The costumed humans exchanged glances. These weren't just aliens, they were dimension-hopping, death-insured, monster-fighting mercenaries who for some inexplicable reason thought that humans in animal and Renaissance armor costumes were the cutest things ever.
"Hey," one of the other wolves called out, gold eyes bright with alcohol and enthusiasm. "Do you hunt in packs? Are the bright colors to warn prey of your toxicity? I see that some of you are part-human, yea?"
"I... yes?" Piotr said, deciding to roll with it.
"Very toxic. Our blood’s super poisonous. Don’t bite us please," Elphaba commented.
"KNEW IT!" The gold-eyed wolf slammed the table triumphantly. "Linari owes me fifty credits! The bright ones are venomous, pay up!"
“Ugh, Alini,” Linari grumbled good-naturedly, tapping a crystal ring on her finger with another ring worn by Alini. "Fine, fine. Transfer fifty creds to Alini. But I was right about them being pack hunters!"
“Shoulda made a bet then,” Alini grinned.
"Are you also from Earth 92-42-56, Alini?" Elphaba wondered.
"Naw," the silver-haired wolf replied. "I'm from . Left it in 1988 when the Denver dungeon swallowed up all of Colorado and was about to cut United States in half.
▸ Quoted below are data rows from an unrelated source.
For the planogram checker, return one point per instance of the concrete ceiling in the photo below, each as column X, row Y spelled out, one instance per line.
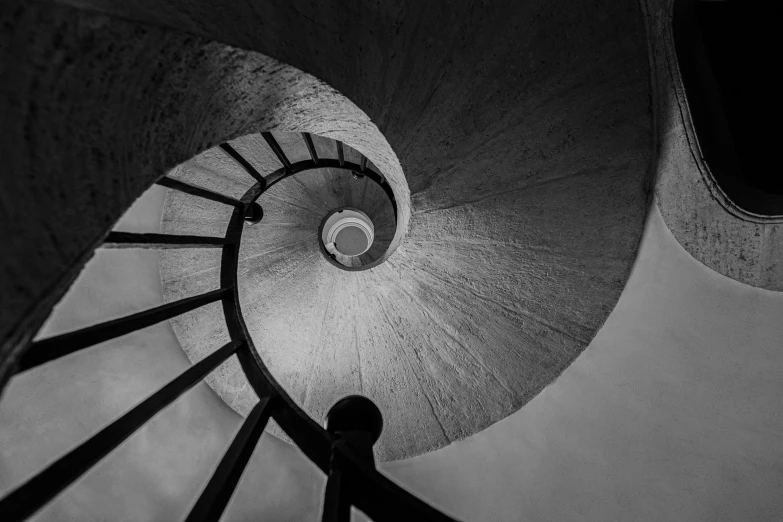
column 482, row 305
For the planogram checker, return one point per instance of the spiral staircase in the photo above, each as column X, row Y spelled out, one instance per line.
column 507, row 201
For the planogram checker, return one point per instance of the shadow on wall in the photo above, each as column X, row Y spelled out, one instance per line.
column 157, row 473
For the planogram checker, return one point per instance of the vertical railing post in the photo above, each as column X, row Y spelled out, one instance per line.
column 356, row 423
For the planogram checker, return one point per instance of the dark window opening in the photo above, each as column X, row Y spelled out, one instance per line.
column 728, row 61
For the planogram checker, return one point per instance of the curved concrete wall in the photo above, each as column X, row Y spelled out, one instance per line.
column 158, row 472
column 672, row 413
column 713, row 229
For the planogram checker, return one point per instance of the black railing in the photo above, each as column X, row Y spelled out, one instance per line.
column 343, row 451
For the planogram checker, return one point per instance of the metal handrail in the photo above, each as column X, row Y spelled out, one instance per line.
column 353, row 479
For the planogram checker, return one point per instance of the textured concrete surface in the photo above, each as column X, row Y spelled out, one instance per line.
column 280, row 262
column 481, row 306
column 85, row 95
column 673, row 413
column 523, row 131
column 736, row 243
column 158, row 472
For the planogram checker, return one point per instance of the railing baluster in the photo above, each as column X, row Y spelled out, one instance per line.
column 337, row 502
column 310, row 146
column 134, row 240
column 231, row 151
column 33, row 494
column 215, row 497
column 272, row 142
column 47, row 350
column 198, row 191
column 340, row 153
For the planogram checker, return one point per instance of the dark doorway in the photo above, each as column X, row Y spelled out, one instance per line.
column 729, row 66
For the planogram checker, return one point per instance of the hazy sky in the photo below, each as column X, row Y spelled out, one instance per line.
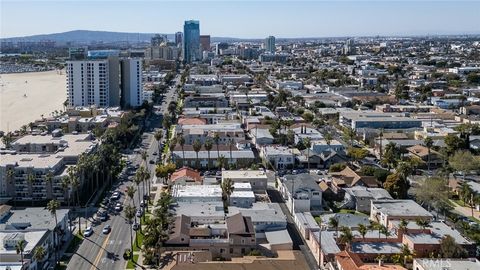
column 247, row 19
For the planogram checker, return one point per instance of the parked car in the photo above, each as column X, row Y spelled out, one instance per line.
column 116, row 195
column 103, row 216
column 118, row 207
column 106, row 229
column 88, row 232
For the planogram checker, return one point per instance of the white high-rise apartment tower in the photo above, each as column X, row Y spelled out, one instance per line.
column 132, row 90
column 94, row 81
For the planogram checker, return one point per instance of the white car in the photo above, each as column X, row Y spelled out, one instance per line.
column 88, row 232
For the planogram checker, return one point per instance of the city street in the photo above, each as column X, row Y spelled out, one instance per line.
column 105, row 251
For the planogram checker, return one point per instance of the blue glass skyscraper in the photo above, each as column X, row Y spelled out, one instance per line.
column 191, row 41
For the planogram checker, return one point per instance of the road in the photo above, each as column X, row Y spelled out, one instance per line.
column 100, row 251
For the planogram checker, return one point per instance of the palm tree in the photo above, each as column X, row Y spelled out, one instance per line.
column 131, row 193
column 30, row 180
column 407, row 254
column 65, row 183
column 346, row 237
column 158, row 137
column 72, row 175
column 216, row 139
column 130, row 215
column 208, row 146
column 403, row 226
column 333, row 222
column 39, row 254
column 362, row 229
column 307, row 142
column 384, row 230
column 49, row 179
column 138, row 179
column 171, row 146
column 422, row 223
column 52, row 207
column 350, row 134
column 227, row 188
column 197, row 145
column 144, row 156
column 20, row 248
column 10, row 176
column 181, row 141
column 328, row 138
column 221, row 162
column 231, row 144
column 428, row 143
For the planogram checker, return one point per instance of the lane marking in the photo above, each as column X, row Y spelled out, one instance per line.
column 100, row 254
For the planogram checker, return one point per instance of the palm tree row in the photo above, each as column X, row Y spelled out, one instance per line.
column 208, row 146
column 157, row 228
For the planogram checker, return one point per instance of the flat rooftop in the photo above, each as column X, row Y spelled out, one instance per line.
column 179, row 191
column 31, row 238
column 448, row 264
column 406, row 208
column 244, row 174
column 32, row 218
column 376, row 248
column 39, row 161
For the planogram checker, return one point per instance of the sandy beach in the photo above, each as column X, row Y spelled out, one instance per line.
column 24, row 97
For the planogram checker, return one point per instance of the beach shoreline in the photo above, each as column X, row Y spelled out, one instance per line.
column 25, row 97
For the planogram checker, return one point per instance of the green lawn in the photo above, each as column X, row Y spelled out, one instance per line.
column 130, row 264
column 139, row 237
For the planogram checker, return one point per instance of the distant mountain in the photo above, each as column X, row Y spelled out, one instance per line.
column 87, row 37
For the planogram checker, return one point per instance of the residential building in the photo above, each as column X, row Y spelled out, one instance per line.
column 36, row 227
column 385, row 211
column 94, row 81
column 191, row 41
column 186, row 176
column 432, row 158
column 375, row 120
column 280, row 157
column 197, row 193
column 349, row 178
column 205, row 43
column 347, row 260
column 132, row 86
column 360, row 197
column 257, row 179
column 447, row 263
column 266, row 217
column 301, row 192
column 270, row 44
column 24, row 175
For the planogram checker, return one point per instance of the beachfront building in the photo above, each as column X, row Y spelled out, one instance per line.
column 35, row 168
column 104, row 80
column 132, row 92
column 94, row 81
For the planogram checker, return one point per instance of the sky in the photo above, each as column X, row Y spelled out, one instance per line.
column 244, row 19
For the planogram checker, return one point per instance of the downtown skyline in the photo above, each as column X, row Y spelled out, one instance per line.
column 246, row 19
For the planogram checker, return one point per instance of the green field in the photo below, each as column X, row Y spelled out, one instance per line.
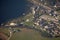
column 5, row 31
column 29, row 34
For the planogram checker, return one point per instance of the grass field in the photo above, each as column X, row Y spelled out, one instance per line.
column 29, row 34
column 5, row 31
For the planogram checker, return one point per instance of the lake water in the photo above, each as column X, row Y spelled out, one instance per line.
column 11, row 9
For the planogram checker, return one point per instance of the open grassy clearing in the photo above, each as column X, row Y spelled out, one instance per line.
column 4, row 31
column 29, row 34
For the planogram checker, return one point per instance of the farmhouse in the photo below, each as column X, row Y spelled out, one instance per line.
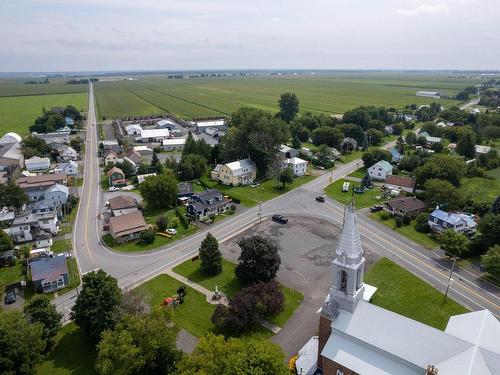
column 127, row 227
column 380, row 170
column 240, row 172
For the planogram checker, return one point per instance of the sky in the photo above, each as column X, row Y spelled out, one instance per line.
column 96, row 35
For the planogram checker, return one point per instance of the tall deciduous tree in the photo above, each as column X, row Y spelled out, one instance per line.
column 21, row 344
column 259, row 260
column 210, row 256
column 95, row 307
column 214, row 355
column 289, row 106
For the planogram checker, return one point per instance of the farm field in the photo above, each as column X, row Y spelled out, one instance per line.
column 327, row 93
column 17, row 113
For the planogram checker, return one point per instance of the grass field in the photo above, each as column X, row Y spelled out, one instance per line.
column 73, row 354
column 324, row 92
column 405, row 294
column 227, row 283
column 408, row 231
column 17, row 113
column 367, row 199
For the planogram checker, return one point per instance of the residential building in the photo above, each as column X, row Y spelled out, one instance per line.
column 174, row 144
column 122, row 205
column 288, row 152
column 127, row 227
column 357, row 337
column 405, row 206
column 240, row 172
column 70, row 168
column 35, row 186
column 49, row 274
column 207, row 203
column 116, row 177
column 400, row 183
column 298, row 166
column 380, row 170
column 440, row 220
column 36, row 163
column 110, row 157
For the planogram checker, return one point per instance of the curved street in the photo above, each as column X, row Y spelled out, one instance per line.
column 134, row 269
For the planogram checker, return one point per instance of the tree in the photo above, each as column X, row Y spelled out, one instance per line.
column 466, row 146
column 95, row 307
column 39, row 309
column 289, row 106
column 21, row 344
column 491, row 261
column 214, row 355
column 286, row 176
column 259, row 260
column 442, row 193
column 453, row 243
column 374, row 155
column 192, row 166
column 140, row 344
column 210, row 256
column 159, row 191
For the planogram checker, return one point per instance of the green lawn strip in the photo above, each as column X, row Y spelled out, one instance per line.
column 408, row 231
column 251, row 196
column 230, row 285
column 72, row 354
column 367, row 199
column 406, row 294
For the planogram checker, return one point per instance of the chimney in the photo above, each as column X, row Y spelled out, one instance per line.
column 431, row 370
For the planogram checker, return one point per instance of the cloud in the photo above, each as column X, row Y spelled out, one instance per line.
column 426, row 8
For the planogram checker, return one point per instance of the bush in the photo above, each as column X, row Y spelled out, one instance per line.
column 148, row 236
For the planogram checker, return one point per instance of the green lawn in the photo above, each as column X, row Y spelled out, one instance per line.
column 251, row 196
column 367, row 199
column 73, row 354
column 408, row 231
column 227, row 283
column 404, row 293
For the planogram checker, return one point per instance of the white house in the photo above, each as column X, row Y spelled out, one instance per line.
column 299, row 166
column 174, row 144
column 380, row 170
column 36, row 163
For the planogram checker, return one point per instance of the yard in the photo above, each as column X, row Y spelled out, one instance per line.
column 408, row 231
column 406, row 294
column 366, row 199
column 251, row 196
column 227, row 283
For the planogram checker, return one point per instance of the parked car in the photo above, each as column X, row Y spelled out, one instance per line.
column 280, row 219
column 10, row 297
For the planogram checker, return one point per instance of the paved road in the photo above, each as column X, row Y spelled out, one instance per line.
column 134, row 269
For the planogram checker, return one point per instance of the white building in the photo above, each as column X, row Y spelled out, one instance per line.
column 299, row 166
column 380, row 170
column 174, row 144
column 36, row 163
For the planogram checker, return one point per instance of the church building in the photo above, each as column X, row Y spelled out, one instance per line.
column 357, row 337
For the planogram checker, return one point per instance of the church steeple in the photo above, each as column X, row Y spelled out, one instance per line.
column 347, row 267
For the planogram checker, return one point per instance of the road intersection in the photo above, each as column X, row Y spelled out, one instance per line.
column 134, row 269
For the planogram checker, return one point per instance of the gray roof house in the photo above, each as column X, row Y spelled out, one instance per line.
column 357, row 337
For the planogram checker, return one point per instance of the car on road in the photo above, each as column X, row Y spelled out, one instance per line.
column 10, row 297
column 280, row 219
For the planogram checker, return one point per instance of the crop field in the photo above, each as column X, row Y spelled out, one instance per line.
column 321, row 93
column 17, row 113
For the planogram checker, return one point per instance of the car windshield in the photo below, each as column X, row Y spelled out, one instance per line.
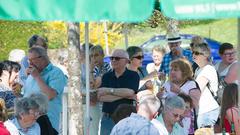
column 147, row 47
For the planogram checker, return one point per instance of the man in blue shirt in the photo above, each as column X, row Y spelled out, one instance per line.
column 45, row 78
column 174, row 43
column 140, row 123
column 35, row 40
column 118, row 87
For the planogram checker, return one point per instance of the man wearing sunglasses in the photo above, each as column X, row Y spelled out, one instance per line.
column 174, row 43
column 118, row 87
column 45, row 78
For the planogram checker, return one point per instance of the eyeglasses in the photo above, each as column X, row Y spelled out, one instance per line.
column 34, row 58
column 35, row 114
column 197, row 53
column 176, row 115
column 230, row 53
column 116, row 58
column 139, row 57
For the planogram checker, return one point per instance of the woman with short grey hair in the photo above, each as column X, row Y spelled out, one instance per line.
column 43, row 120
column 24, row 122
column 207, row 79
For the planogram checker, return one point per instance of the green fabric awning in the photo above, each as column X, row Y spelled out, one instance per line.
column 200, row 9
column 76, row 10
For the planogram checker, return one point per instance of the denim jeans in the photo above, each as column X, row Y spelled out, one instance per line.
column 107, row 125
column 208, row 118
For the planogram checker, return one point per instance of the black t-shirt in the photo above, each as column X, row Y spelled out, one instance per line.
column 129, row 79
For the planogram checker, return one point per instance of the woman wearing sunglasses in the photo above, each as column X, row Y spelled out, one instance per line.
column 206, row 77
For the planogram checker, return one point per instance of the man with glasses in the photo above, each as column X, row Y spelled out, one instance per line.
column 35, row 40
column 228, row 56
column 140, row 123
column 174, row 43
column 174, row 108
column 45, row 78
column 118, row 87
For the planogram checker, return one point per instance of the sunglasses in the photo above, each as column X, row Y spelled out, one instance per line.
column 176, row 115
column 229, row 54
column 139, row 57
column 116, row 58
column 197, row 53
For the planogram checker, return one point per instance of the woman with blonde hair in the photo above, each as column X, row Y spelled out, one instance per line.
column 181, row 81
column 230, row 118
column 207, row 79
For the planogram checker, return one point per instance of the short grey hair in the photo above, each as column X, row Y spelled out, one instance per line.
column 40, row 51
column 42, row 101
column 150, row 101
column 95, row 49
column 23, row 105
column 174, row 102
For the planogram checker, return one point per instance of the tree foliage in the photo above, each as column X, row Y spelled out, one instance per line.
column 15, row 34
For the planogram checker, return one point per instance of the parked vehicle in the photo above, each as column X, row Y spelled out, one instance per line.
column 186, row 40
column 160, row 40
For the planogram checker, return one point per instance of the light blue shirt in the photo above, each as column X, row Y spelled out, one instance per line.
column 33, row 130
column 177, row 129
column 22, row 73
column 54, row 78
column 134, row 125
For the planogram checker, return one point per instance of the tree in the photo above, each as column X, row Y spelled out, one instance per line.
column 74, row 97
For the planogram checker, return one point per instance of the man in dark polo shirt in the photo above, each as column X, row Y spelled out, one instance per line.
column 118, row 87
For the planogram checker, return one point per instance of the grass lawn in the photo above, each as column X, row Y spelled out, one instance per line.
column 224, row 30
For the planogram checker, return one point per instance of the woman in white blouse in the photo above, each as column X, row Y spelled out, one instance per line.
column 206, row 77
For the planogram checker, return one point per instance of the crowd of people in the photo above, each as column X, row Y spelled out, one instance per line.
column 178, row 94
column 188, row 99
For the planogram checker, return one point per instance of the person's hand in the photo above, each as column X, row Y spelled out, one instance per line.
column 35, row 73
column 149, row 85
column 161, row 76
column 28, row 71
column 160, row 92
column 93, row 98
column 102, row 92
column 174, row 88
column 16, row 87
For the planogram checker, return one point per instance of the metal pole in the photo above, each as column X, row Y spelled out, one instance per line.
column 125, row 31
column 238, row 51
column 87, row 76
column 106, row 37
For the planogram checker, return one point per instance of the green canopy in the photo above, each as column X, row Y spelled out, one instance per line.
column 200, row 9
column 76, row 10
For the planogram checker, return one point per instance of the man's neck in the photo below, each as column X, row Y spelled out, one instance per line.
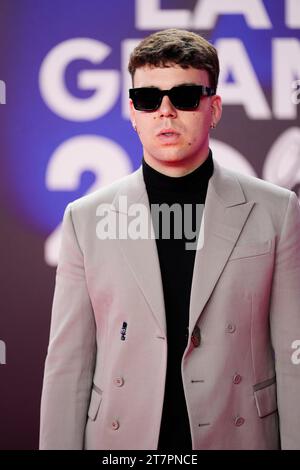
column 175, row 168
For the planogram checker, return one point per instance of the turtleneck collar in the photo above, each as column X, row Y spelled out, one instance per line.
column 193, row 182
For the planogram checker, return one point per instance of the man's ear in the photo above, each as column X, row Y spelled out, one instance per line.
column 132, row 114
column 216, row 107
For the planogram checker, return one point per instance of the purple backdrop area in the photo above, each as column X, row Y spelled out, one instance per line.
column 52, row 150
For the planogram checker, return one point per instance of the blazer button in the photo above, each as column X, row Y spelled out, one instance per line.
column 239, row 421
column 196, row 337
column 119, row 381
column 237, row 379
column 115, row 425
column 231, row 328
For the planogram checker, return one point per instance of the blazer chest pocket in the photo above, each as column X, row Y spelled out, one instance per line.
column 95, row 402
column 251, row 250
column 265, row 397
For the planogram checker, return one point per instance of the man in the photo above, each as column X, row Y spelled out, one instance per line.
column 157, row 345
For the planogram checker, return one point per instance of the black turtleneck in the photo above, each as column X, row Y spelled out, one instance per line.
column 176, row 266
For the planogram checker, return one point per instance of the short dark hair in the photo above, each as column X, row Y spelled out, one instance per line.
column 176, row 46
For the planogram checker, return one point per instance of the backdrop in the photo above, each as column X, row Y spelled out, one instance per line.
column 64, row 131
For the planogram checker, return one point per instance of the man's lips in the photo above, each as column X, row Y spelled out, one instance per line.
column 168, row 133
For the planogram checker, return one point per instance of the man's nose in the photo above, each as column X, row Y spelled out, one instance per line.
column 167, row 108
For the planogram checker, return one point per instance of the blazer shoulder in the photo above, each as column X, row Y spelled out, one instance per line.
column 261, row 191
column 106, row 194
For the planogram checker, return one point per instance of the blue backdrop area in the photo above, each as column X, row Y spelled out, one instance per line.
column 64, row 131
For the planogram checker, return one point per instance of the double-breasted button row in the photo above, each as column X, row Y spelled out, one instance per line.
column 239, row 421
column 118, row 381
column 237, row 378
column 230, row 328
column 115, row 425
column 196, row 337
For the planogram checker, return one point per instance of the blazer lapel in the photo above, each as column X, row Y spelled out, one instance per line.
column 226, row 211
column 141, row 254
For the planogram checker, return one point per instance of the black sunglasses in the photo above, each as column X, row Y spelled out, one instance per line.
column 184, row 97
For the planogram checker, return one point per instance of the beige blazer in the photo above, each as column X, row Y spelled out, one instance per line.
column 104, row 392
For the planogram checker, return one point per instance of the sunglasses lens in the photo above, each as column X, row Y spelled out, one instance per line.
column 146, row 99
column 185, row 97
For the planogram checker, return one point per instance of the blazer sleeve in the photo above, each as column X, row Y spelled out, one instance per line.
column 285, row 325
column 70, row 359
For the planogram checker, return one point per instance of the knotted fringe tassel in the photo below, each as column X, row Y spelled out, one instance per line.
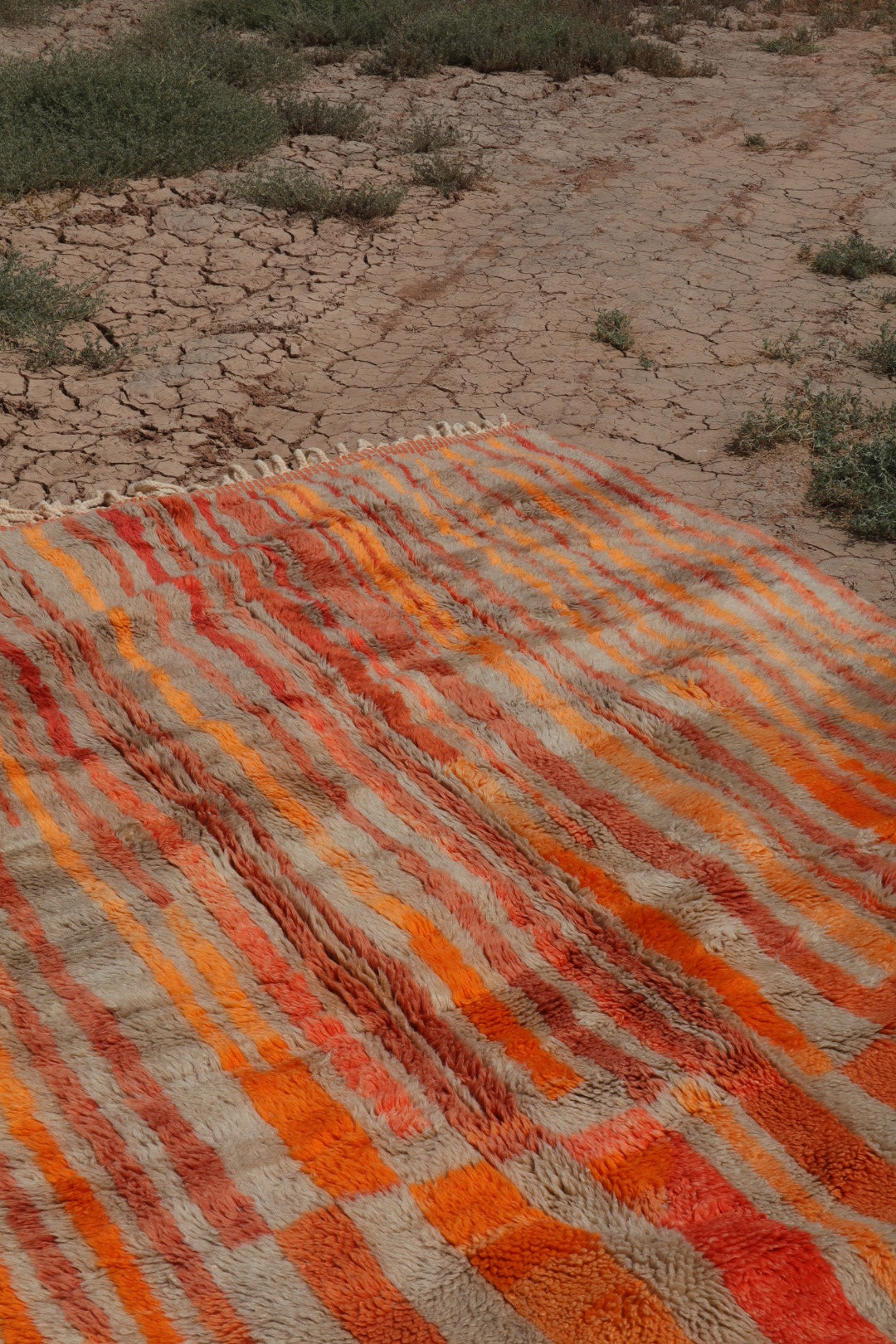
column 273, row 465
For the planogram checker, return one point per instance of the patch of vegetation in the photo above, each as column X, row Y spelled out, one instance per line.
column 796, row 43
column 101, row 357
column 410, row 38
column 613, row 327
column 855, row 257
column 850, row 14
column 446, row 175
column 319, row 117
column 91, row 119
column 15, row 12
column 853, row 453
column 881, row 353
column 35, row 308
column 786, row 348
column 755, row 141
column 666, row 23
column 426, row 136
column 301, row 192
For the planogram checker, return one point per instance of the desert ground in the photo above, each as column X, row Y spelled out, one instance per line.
column 258, row 334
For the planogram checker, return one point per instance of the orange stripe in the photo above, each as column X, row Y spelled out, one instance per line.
column 558, row 1277
column 336, row 1262
column 874, row 1249
column 17, row 1326
column 641, row 523
column 264, row 1090
column 702, row 806
column 752, row 632
column 653, row 926
column 319, row 1133
column 835, row 800
column 494, row 1019
column 84, row 1209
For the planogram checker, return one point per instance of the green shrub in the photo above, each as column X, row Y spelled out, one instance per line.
column 319, row 117
column 855, row 257
column 796, row 43
column 426, row 136
column 301, row 192
column 613, row 327
column 93, row 119
column 881, row 353
column 446, row 175
column 410, row 38
column 35, row 307
column 853, row 453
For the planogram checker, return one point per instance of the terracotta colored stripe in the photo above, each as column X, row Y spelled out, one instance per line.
column 338, row 1265
column 197, row 1164
column 774, row 1272
column 84, row 1209
column 56, row 1272
column 871, row 1246
column 559, row 1277
column 17, row 1326
column 285, row 984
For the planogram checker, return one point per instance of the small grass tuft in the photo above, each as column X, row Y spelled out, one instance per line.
column 90, row 119
column 319, row 117
column 426, row 136
column 881, row 353
column 855, row 257
column 755, row 141
column 446, row 175
column 786, row 348
column 853, row 453
column 796, row 43
column 35, row 308
column 301, row 192
column 613, row 327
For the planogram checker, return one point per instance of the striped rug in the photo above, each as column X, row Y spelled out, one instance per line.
column 446, row 894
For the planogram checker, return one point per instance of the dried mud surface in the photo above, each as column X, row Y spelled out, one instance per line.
column 260, row 334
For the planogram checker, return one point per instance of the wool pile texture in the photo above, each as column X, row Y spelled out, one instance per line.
column 446, row 897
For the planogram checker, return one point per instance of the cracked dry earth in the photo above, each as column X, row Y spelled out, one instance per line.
column 260, row 334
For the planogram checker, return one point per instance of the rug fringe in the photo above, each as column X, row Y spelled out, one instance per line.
column 273, row 465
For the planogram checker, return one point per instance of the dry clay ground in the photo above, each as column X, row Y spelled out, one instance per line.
column 260, row 334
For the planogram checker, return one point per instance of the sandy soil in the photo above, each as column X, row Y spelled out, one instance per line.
column 260, row 334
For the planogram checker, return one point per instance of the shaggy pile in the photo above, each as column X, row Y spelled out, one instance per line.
column 446, row 894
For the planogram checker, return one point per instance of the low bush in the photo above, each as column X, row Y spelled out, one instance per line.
column 301, row 192
column 855, row 257
column 853, row 453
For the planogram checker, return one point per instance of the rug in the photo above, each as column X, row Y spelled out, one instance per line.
column 446, row 894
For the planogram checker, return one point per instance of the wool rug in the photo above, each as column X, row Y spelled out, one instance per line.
column 446, row 894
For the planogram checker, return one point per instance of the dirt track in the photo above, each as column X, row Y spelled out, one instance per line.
column 258, row 335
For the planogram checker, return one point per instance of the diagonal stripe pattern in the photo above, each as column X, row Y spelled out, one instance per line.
column 446, row 894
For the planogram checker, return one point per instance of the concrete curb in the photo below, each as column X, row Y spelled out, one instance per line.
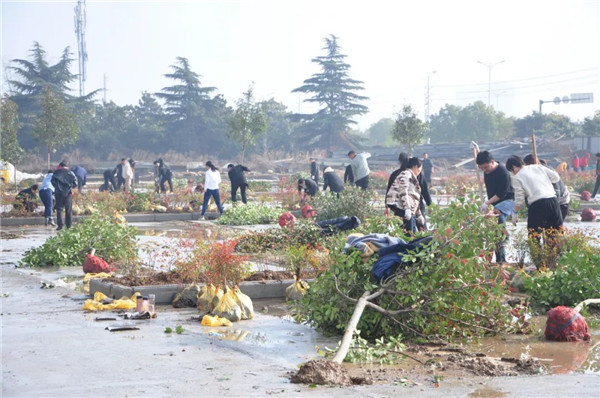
column 166, row 293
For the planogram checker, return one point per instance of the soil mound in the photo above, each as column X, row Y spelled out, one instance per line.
column 324, row 372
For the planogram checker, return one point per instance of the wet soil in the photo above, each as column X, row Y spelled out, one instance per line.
column 147, row 277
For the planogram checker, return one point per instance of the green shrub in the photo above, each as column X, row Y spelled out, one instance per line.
column 575, row 278
column 352, row 202
column 249, row 214
column 115, row 243
column 447, row 290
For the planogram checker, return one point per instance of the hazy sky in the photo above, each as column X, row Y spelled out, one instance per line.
column 550, row 48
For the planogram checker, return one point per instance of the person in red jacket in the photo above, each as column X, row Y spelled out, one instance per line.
column 575, row 163
column 583, row 162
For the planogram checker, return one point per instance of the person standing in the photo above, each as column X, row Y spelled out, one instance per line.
column 597, row 186
column 119, row 175
column 314, row 170
column 81, row 175
column 127, row 173
column 47, row 196
column 499, row 192
column 584, row 162
column 306, row 188
column 25, row 199
column 534, row 184
column 212, row 180
column 404, row 195
column 164, row 175
column 562, row 193
column 64, row 182
column 575, row 163
column 238, row 180
column 427, row 168
column 332, row 181
column 360, row 168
Fucking lawyer infestation. I wasn't gonna stick around and watch everyone I know get turned into lawyers n' shit. Lots of us signed the offered Frontenachii contract right then and there to get outta dodge."
"Dungeons turn people into lawyers?" Piyotr asked.
"Some do," Alini sighed. "Most normal ones expand inward. It's the outward expanding ones that are hell-a-dangerous, they can swallow entire planets. Nobody noticed what Denver was doing until it was too late."
"Dang," Piyotr let out, feeling concerned that one of the invaders would carry dungeon spores on their boots or something.
"Don't worry, babe," Linari commented, seemingly catching onto his stray thought. "Dungeons can't bloom on your Earth. It's waaaaay too... Uhhhh... Linear for that. Aetheric density ain't right n' stuff."
“So, how are you enjoying our local pub?” Elphaba asked.
“Lots!” Linari burped, lifting a beer bottle. “Dis is good shit. A third of our day division already got sloshed to the gills and went to sleep in the Corpse Seeker. N' Commander Silly peaced out back up to her ship to hang out on the Pleasure deck in one of them… Voidblood baths. Weaklings!”
“You sleep in the crystal centipede then?” Piotr asked.
“Yep,” Linari nodded, petting his head. “He he he, soft. Safest place in the universe. Ain’t nothing can punch through our Fissie.”
“You paid for this alcohol, right?” Elphaba wondered. “Or are you claiming it as victorious invaders?”
“Paid.” Alini nodded. “Got this place reserved for ‘all we can drink’ tonight. Sillicia gave the human barman upstairs a cube of gold about the size of his fist. Said we can celebrate hard tonight since the Princess was found alive and well. Back to the grind tomorrow though.”
“What kind of grind?” Elphaba continued her witchy interrogation.
“The usual kind,” Alini yawned with a snap of sharp teeth. “Waving guns around, murdering any local nobles who might disrespectfully disagree with the Frontenachii Aegis n’ sniffing out all secrets. We’re still searching for… whasss his name…”
“Emperor of Humanity,” Linari supplied. “We’re on a Quest to find his secret Citadel with a Golden Throne from which he rules with psychic powers or someshit. Ssss’ the dumbest thing ever, I swear.”